Jeez, that’s better than flossing! Who could argue against flossing (and I hate flossing)?
As evidence for these remarkable claims he pointed to Oklahoma and Georgia, the early adopters of universal preschool. But the real evidence from those states suggests that preschool doesn’t deliver on even its most basic promises.
[N]either state program has demonstrated major social benefits. The first batch of children who attended preschool in Georgia, in 1995, are now turning 22, so Mr. Obama’s claim that they are better at “holding jobs” and “forming stable families” can’t be true.
As if the truth ever stopped him for making false and ignorant statements before.
Consider graduation rates: Oklahoma has lost ground and Georgia is stagnant. Oklahoma ranked 24th in 1998 but 25th when its first batch of universal-preschool children graduated last year, according to data from the National Center for Education Statistics compiled by the United Health Foundation.

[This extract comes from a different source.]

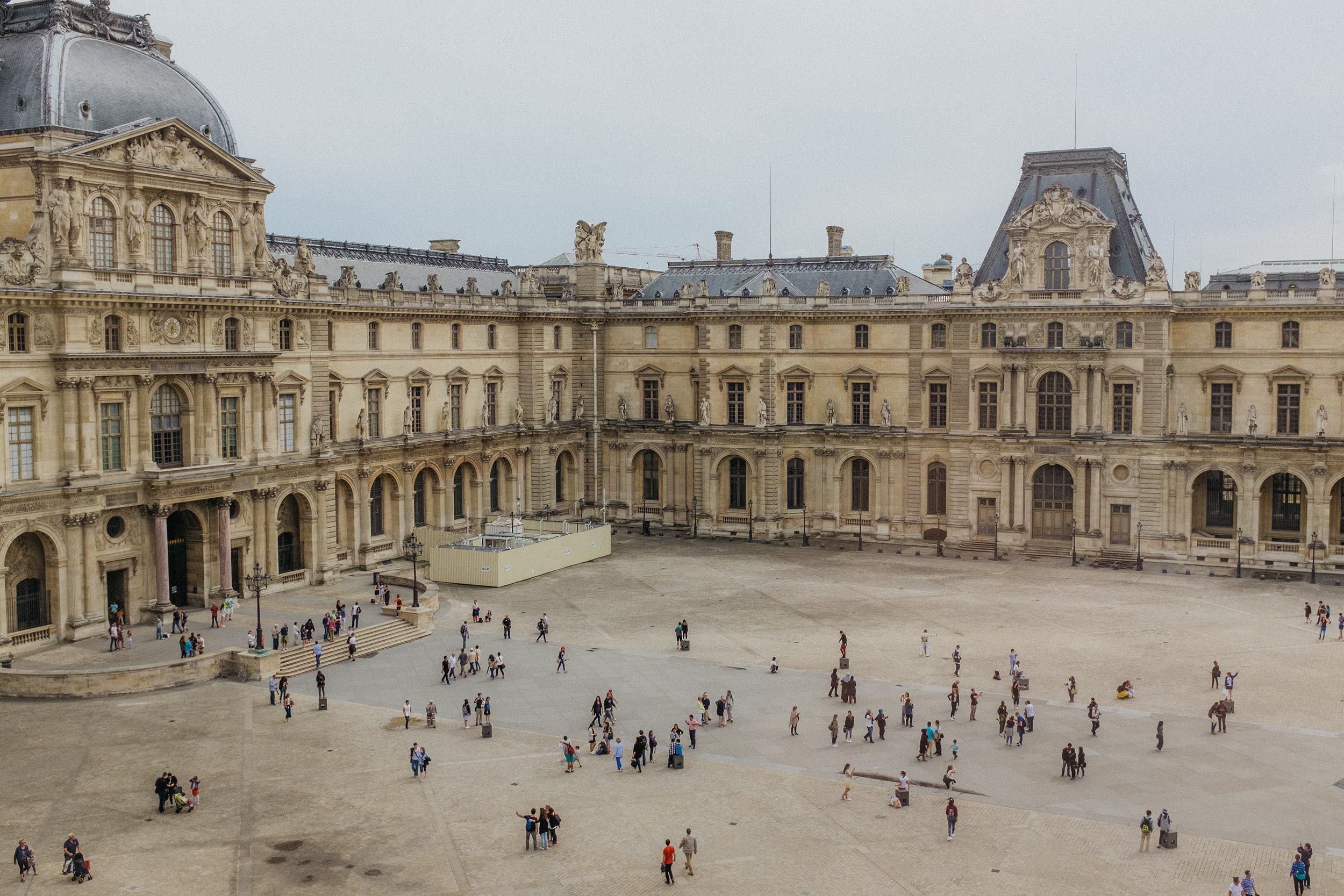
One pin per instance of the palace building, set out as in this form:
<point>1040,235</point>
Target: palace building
<point>186,396</point>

Georgia’s high-school graduation rate was 46th from the top in 1995. It dipped to 47th in 2009, the year its first batch graduated, before rising to 45th in 2012.
Don’t believe me. The authors have plenty more statistics. But I don’t think they should have called the little girls sluts:
But what about, say, teenage girls staying out of trouble? Teen birth rates have declined in the past 10 years in Georgia and Oklahoma (as they have nationwide), but both states remain far above the national average. In 2005, Georgia had the eighth-highest teen-birth rate and Oklahoma the seventh-highest, according to the Centers for Disease Control. Now Georgia has the 13th-highest, Oklahoma the fifth-highest. Many states without universal preschool have a far better record.
Maybe they’re not teaching enough sex ed—or too much.
In any case, if you just eliminated all government programs that waste money for no gain whatsoever, I bet you could shrink the budget to, oh, $12,295. Give or take a few trillion.
But no, they’re going to cut air traffic controllers instead.